Kita berfikir minimal aja deh, asumsikan aja semua mahasiswa hanya dimotivasi oleh ijazah dalam kuliahnya, dan pastinya ekspektasi mereka ijazah mereka bagus, dan mereka bisa mendapatkan pekerjaan yang bagus juga. Kita asumsikan juga, karena adanya perbedaan teknologi dari masa ke masa, pastinya pada masa nanti tingkat produktifitas anak muda akan jauh lebih tinggi dari masa sekarang ya walaupun masih mengharapkan Ijazah, tapi gue percaya kok mereka akan lebih produktif dari pada masa kita. Nah, inilah yang harus dipikirkan oleh pemerintah, mereka anak muda decade 2020-an mungkin sudah siap berperang, setidaknya melawan untuk kehidupan dunia kerja, permasalahannya mampukah pemerintah membuat lapangan pekerjaan untuk mereka yang sudah siap perang tersebut ? harus diingat peristiwa ini hanya terjadi sekali, kalau terjadi dua kali bisa saja tapi pastinya akan membutuhkan jangka waktu yang sangat lama. Sangat disayangkan jika masa-masa ini harus terjadi bentrokan lagi, demo besar-besaran lagi karena pemerintah tidak mampu membuat lapangan kerja untuk menampung angkatan kerja yang meningkat. Sudah cukuplah kalau menurut gue 2 kali demo besar-besaran, turun kejalan. Sudah cukup, dan tidak perlu lagi adanya Reformasi Jilid 2. Sekarang, tinggal gimana pemerintahnya siap atau nggak menyediakan fasilitas untuk mereka ? seminimalnya adalah lapangan pekerjaan. Hal ini merupakan pekerjaan rumah untuk Pemerintah saat ini.
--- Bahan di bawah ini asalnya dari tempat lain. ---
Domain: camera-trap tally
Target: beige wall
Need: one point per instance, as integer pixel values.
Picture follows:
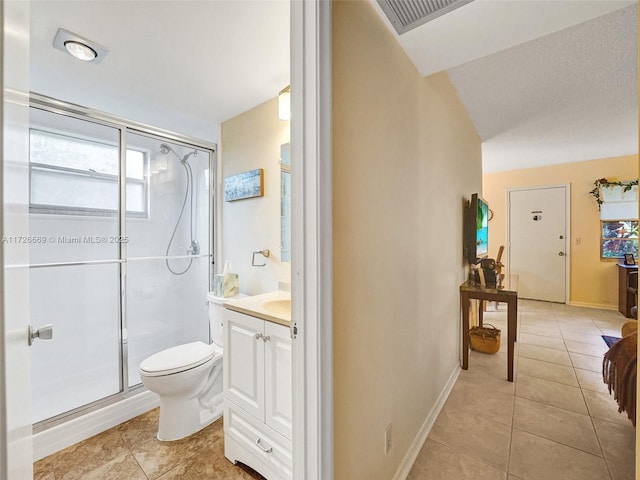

Pastinya juga, praktek-praktek tak bermoral harus mulai dikurangi sejak sekarang, Contoh gampangnya deh, Korupsi. Ya hal itu pastinya akan sangat sensitive buat anak-anak muda yang kritis. Demonstrasi mahasiswa tahun 98/99 juga ada sangkutpautnya sama korupsi kan. Akan sangat disayangkan, jika pada decade 2020 nanti, korupsi di kalangan pemerintah semakin merajalela. Apa jadinya kalau hal ini memotivasi angkatan muda tahun 2020 untuk kembali turun kejalan, mengadakan demo besar-besaran ? Akhirnya terjadi kerusuhan dimana-dimana. Kan sayang banget kan. Peristiwa jarang lho ini, tapi disia-siakan oleh pemerintah. Ekstrimnya Indonesia terjadi Vacuum of Power, ya masa dijajah lagi, 350 tahun + 3,5 tahun lho kita jadi budak. Masa jadi budak lagi ? Tapi gue memandang optimis kok pada decade 2020 nanti, gue yakin Pemerintah juga sudah mulai memproyeksikan apa yang harus dilakukannya pada masa nanti. Setidaknya dengan pemerintah mempersiapkan lapangan pekerjaan yang luas nantinya perekonomian Indonesia akan jauh lebih baik. Pasti. Ya walaupun masalah kebijakan terutama bidang ekonomi tidak segampang membalikan telapak tangan. Baru kemaren jumat (5 April 2013) gue merasakan bagaimana rumitnya mereka para pengambil kebijakan dalam menentukan kebijakannya. Apalagi Ilmu Ekonomi salah satu ilmu pengetahuan yang terdiri dari berbagai-bagai mazhab, pastinya masalah kebijakan akan menjadi lebih sulit. Tapi tetap Optimis.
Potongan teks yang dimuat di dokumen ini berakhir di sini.